CASSE ET ANNULE, mais seulement en ce qu’il rejette la demande de M. Jacky X… de condamnation de la société Domaine d’Andert à lui payer la somme de 9 189, 36 euros au titre de rappel de salaires et statue sur l’article 700 du code de procédure civile, l’arrêt rendu le 27 mars 2014, entre les parties, par la cour d’appel de Lyon ; remet, en conséquence, sur ces points, la cause et les parties dans l’état où elles se trouvaient avant ledit arrêt et, pour être fait droit, les renvoie devant la cour d’appel de Chambéry ;

Condamne la société Domaine d’Andert aux dépens ;

Vu l’article 700 du code de procédure civile, rejette les demandes ;

Dit que sur les diligences du procureur général près la Cour de cassation, le présent arrêt sera transmis pour être transcrit en marge ou à la suite de l’arrêt partiellement cassé ;

Ainsi fait et jugé par la Cour de cassation, chambre commerciale, financière et économique, et prononcé par le président en son audience publique du vingt-quatre novembre deux mille quinze.

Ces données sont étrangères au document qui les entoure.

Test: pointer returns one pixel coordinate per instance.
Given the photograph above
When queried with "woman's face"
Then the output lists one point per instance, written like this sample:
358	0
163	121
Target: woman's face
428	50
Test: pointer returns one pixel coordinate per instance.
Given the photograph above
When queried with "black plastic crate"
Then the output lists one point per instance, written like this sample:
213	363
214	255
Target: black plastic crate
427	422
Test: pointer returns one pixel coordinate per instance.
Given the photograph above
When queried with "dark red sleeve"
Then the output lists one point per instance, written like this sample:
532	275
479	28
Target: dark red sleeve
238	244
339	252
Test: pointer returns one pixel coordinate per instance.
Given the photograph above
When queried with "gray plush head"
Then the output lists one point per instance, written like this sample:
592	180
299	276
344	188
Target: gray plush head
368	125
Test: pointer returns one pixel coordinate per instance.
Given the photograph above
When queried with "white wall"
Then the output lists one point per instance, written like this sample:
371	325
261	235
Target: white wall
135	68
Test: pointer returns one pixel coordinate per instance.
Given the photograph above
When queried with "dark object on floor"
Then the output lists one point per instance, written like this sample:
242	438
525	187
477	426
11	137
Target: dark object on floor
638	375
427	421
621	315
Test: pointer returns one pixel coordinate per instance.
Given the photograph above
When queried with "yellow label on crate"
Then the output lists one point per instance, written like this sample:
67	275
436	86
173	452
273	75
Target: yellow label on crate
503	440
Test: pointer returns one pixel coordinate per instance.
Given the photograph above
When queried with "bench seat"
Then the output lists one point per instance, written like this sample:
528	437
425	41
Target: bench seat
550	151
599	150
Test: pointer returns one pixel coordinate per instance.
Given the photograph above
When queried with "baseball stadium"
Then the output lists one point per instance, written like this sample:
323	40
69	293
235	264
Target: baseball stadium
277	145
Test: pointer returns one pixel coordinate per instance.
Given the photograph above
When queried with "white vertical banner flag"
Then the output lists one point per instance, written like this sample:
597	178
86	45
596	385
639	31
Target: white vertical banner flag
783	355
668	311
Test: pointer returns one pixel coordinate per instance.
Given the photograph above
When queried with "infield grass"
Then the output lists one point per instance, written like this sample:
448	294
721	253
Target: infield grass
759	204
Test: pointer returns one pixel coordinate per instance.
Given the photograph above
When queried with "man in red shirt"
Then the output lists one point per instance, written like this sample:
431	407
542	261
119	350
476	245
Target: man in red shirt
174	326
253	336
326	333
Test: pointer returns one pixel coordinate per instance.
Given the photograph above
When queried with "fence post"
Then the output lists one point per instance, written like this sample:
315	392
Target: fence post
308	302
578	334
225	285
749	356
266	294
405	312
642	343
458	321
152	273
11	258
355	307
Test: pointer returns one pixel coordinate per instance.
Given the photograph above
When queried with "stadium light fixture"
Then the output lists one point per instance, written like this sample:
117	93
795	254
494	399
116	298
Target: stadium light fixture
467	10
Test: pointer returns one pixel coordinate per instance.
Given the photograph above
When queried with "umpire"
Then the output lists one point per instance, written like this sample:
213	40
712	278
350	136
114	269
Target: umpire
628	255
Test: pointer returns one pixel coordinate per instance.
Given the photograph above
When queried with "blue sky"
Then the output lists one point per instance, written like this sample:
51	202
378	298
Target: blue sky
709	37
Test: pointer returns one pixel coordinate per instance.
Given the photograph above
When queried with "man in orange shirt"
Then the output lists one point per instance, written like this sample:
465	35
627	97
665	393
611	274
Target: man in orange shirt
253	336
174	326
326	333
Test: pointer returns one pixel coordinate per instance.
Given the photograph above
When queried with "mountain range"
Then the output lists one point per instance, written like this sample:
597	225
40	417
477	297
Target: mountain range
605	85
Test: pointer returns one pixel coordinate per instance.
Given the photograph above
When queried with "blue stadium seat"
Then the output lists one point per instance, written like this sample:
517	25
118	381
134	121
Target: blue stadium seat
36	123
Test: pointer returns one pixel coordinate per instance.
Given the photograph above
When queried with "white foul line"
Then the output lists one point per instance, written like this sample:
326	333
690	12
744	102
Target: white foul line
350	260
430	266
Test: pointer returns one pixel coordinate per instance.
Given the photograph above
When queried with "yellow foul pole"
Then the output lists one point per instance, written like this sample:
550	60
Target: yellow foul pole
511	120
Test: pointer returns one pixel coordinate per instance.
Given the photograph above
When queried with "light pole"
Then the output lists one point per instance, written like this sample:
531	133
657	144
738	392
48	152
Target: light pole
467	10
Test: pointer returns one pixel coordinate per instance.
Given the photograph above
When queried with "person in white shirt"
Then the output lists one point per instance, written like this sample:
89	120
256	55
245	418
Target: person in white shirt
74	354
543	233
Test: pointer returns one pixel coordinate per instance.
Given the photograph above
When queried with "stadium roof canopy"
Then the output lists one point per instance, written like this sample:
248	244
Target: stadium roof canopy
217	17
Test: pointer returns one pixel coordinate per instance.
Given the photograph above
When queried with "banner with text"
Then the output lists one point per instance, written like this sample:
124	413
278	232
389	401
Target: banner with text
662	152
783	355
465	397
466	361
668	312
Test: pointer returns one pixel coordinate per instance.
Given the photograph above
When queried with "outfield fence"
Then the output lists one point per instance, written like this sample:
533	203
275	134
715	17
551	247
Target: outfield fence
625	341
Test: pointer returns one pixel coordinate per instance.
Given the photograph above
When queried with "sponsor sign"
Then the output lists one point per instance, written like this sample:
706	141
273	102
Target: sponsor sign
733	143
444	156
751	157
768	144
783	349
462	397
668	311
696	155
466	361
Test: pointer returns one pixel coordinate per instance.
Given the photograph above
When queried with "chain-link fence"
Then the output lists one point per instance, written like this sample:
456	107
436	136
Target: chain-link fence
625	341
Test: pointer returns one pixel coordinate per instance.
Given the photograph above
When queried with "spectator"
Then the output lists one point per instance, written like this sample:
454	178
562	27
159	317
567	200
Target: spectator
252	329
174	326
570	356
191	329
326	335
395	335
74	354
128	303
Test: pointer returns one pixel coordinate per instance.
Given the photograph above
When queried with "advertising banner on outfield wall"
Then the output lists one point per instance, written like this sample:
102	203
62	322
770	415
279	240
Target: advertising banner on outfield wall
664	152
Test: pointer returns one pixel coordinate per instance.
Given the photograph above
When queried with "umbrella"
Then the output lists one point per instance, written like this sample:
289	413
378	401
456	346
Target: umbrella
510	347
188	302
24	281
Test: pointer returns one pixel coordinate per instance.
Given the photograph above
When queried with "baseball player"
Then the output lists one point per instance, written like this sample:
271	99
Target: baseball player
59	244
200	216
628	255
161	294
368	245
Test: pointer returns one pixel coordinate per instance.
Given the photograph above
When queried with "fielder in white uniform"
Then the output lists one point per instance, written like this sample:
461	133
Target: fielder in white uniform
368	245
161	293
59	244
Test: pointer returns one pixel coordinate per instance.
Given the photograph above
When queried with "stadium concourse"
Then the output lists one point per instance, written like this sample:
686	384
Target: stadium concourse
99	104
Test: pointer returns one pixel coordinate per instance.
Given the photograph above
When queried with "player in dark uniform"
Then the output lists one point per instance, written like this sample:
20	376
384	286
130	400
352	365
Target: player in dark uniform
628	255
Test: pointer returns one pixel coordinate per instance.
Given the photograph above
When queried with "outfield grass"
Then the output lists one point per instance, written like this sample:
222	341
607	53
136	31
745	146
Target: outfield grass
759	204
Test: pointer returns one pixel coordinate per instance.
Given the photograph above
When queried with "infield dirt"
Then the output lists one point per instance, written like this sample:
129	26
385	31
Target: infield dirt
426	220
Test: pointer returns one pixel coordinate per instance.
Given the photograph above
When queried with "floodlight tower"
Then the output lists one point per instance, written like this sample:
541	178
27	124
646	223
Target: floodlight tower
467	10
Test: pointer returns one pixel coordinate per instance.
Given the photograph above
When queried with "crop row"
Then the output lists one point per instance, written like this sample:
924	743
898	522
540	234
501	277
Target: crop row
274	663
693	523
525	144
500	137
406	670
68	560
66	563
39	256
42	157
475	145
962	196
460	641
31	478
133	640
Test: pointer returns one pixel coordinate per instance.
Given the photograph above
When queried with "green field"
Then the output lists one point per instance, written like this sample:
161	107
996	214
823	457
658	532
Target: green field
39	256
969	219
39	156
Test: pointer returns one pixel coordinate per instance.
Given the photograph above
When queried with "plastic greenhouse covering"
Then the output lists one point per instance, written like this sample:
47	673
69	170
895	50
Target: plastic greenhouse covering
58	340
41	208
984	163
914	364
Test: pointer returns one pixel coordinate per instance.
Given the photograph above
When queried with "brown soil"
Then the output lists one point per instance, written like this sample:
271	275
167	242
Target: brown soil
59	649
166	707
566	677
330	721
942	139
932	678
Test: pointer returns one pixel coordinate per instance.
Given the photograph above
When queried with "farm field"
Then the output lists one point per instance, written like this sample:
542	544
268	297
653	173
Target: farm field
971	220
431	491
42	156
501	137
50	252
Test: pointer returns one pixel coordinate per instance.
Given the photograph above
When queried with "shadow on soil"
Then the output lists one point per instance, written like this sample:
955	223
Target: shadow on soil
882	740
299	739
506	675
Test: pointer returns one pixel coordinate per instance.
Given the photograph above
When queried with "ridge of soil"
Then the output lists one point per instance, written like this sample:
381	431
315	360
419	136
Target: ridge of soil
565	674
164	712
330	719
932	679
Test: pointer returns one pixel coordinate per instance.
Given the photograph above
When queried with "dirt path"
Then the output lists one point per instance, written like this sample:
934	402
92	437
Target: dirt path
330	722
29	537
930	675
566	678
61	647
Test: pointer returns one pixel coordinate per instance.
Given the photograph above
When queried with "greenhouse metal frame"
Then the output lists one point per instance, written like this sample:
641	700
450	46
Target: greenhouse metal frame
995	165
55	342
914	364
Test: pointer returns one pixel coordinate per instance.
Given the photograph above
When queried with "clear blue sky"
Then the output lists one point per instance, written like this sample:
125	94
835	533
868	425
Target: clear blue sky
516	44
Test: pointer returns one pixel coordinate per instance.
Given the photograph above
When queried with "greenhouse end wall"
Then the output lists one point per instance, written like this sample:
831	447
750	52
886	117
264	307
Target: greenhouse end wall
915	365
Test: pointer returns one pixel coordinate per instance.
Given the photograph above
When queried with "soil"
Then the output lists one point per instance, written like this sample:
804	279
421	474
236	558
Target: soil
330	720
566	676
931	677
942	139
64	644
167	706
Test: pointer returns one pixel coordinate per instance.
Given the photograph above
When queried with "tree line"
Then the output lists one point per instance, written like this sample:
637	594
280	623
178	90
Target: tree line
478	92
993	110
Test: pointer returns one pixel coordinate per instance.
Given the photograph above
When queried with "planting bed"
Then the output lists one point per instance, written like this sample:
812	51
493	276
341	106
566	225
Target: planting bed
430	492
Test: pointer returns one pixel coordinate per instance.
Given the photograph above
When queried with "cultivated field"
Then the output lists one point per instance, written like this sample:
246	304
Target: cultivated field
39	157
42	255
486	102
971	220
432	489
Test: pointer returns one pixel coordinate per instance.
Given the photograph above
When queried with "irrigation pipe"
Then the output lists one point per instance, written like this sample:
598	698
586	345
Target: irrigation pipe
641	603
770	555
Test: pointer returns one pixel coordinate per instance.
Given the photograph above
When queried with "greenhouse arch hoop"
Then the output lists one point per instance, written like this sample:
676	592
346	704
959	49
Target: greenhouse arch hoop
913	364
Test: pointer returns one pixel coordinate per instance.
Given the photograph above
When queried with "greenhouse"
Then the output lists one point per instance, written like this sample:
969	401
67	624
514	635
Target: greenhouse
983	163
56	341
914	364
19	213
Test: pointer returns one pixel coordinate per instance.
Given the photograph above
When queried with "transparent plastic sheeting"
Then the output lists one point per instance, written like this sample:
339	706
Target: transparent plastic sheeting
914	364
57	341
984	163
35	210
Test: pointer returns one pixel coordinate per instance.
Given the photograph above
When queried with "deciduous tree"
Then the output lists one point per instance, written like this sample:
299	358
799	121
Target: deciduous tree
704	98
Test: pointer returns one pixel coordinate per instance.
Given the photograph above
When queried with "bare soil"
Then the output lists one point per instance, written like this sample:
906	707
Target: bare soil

MOYENS ANNEXES au présent arrêt

Moyens produits par la SCP Didier et Pinet, avocat aux Conseils, pour MM. Jacky et Rémi X…

PREMIER MOYEN DE CASSATION

Il est fait grief à l’arrêt, partiellement confirmatif, attaqué d’AVOIR débouté M. Jacky X… de sa demande en paiement de la somme de 9. 186, 36 euros et de sa demande de dommages-intérêts ;

AUX MOTIFS QUE, sur la demande en paiement de la somme de 9, 189, 36 euros formée par Jacky X…, le conseil de prud’hommes de Belley dans son jugement du 5 septembre 2011, en statuant sur sa compétence, a définitivement jugé que Jacky X… ne pouvait se prévaloir de la qualité de salarié ; que la saisine du tribunal de commerce sur déclinatoire atteste sans équivoque qu’aucun contredit n’a été formé contre cette décision, ce caractère définitif de la décision prud’homale n’étant pas contesté ; que toute l’argumentation développée par ce dernier sur sa qualité de salarié n’a dès lors pas à être examinée, alors que Jacky X… ne fonde nullement sa demande en paiement sur un autre fondement que ce statut qui l’aurait par nature soumis à la compétence du conseil de prud’hommes ; que le jugement entrepris doit, être confirmé en ce qu’il l’a débouté de ce chef de demande ;

1°) ALORS QUE c’est seulement lorsque le juge a, en se prononçant sur la compétence, tranché dans le dispositif du jugement la question de fond dont dépend cette compétence que sa décision a autorité de chose jugée sur la question de fond ; qu’en jugeant que, par le jugement du 5 septembre 2011, le conseil de prud’hommes de Belley avait, en statuant sur sa compétence, définitivement jugé que M. Jacky X… ne pouvait se prévaloir de la qualité de salarié, cependant que, dans le dispositif de sa décision, le conseil de prud’hommes s’était seulement déclaré matériellement incompétent au profit du tribunal de commerce, sans se prononcer sur le statut de salarié de M. Jacky X…, la cour d’appel a violé l’article 1351 du code civil, ensemble les articles 77, 95 et 480 du code de procédure civile ;

2°) ALORS, subsidiairement, QU’en ne recherchant pas si, en tant que gérant de la société Domaine d’Andert, M. Jacky X… n’était pas créancier de cette société au titre de la rémunération de sa gestion, rémunération qu’il avait perçue pendant de nombreuses années avant d’en être privé sans motif entre août 2009 et janvier 2010, le défaut de qualité de salarié de M. X… étant à cet égard indifférent, la cour d’appel n’a pas suffisamment motivé sa décision et a violé l’article 455 du code procédure civile.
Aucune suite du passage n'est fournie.